# Amano/algae shrimp eating cherry shrimp?



## stark (Mar 13, 2012)

Hi all,
I have never posted in this section as I am mainly interested in land based legless reptiles, however after not keeping much for a while, it was keeping a fish that re-ignited my snake keeping passion.

I have had a paludarium up and running for some months now and I created it with self-sustainability in mind and has been essentially taking care of its self, with the odd water change and feeding. It holds mostly Amazon fish species with some Asian shrimps in there.

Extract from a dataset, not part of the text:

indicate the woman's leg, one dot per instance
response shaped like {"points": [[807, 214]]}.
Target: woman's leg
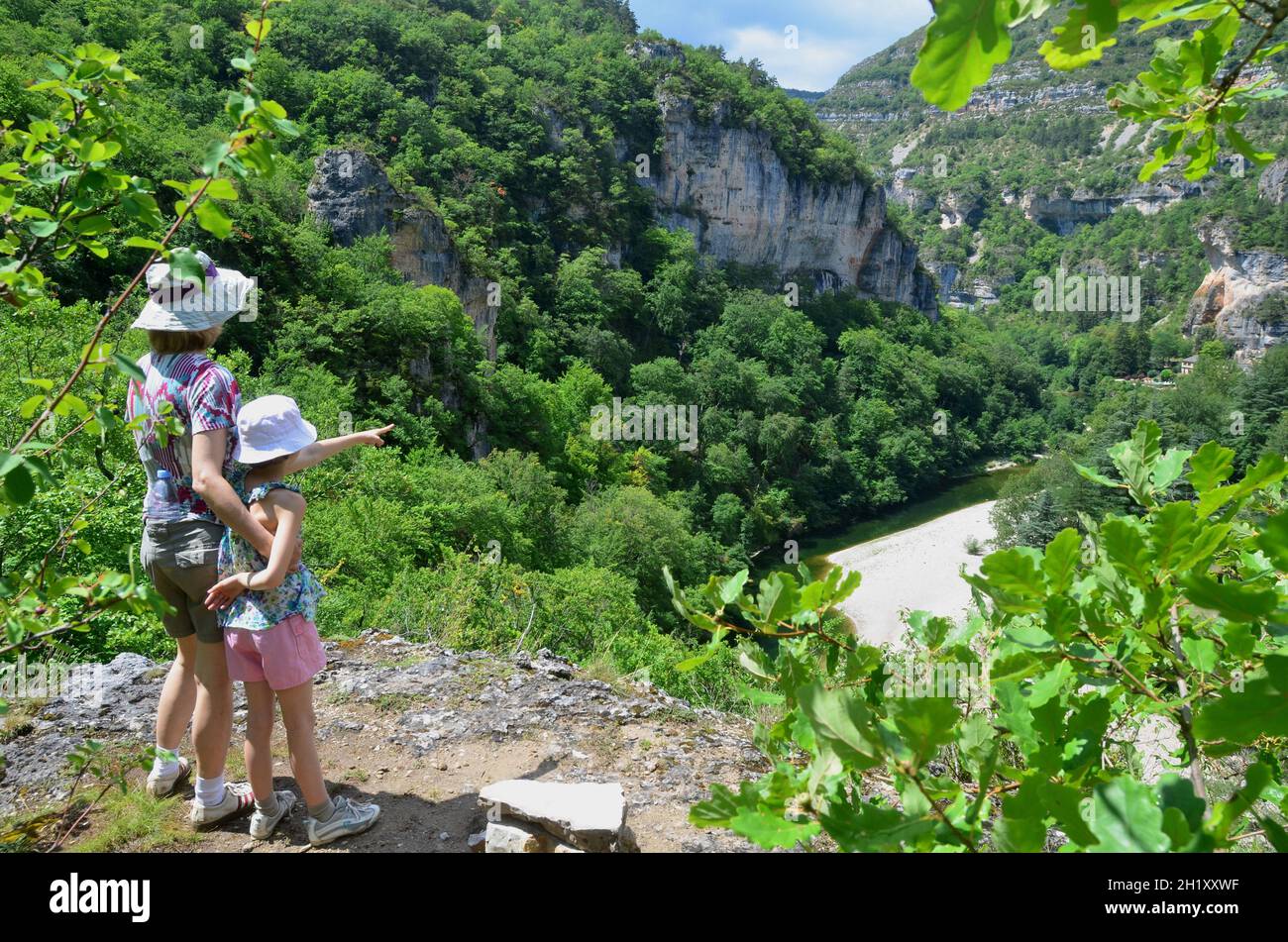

Almost everything in there has bred at least once(that will breed in fresh water), with some things exploding in population, notably the red cherry shrimps and the damn snails that came in with the plants.
Not really a problem with the shrimp, I collect up a few every month and give them to the local pet shop and the snails I just crush what I can see on the glass every other day and the fish and shrimp eat the carcasses. There seems to be a rather large boom in the number of snails recently due to me being to busy to squish them.

Now, today I was putting a little food in there, as usual, when I noticed one of my 3 large (1.5 inch long) Amano shrimp being rather bold at the front of the tank.. they usually hang at the back and move away when I approach.
On looking closer I could see that it had a grasp of a young female cherry shrimp and was definitely eating her alive! I could see it removing the legs, antennae and picking at its underside. The cherry shrimp was still alive and thrashing around, but unable to escape. 
After I snapped a couple of pics the Amano released it and walked away, the cherry attempted to swim away but was quite damaged and after making a couple of attempts has sunk to the bottom.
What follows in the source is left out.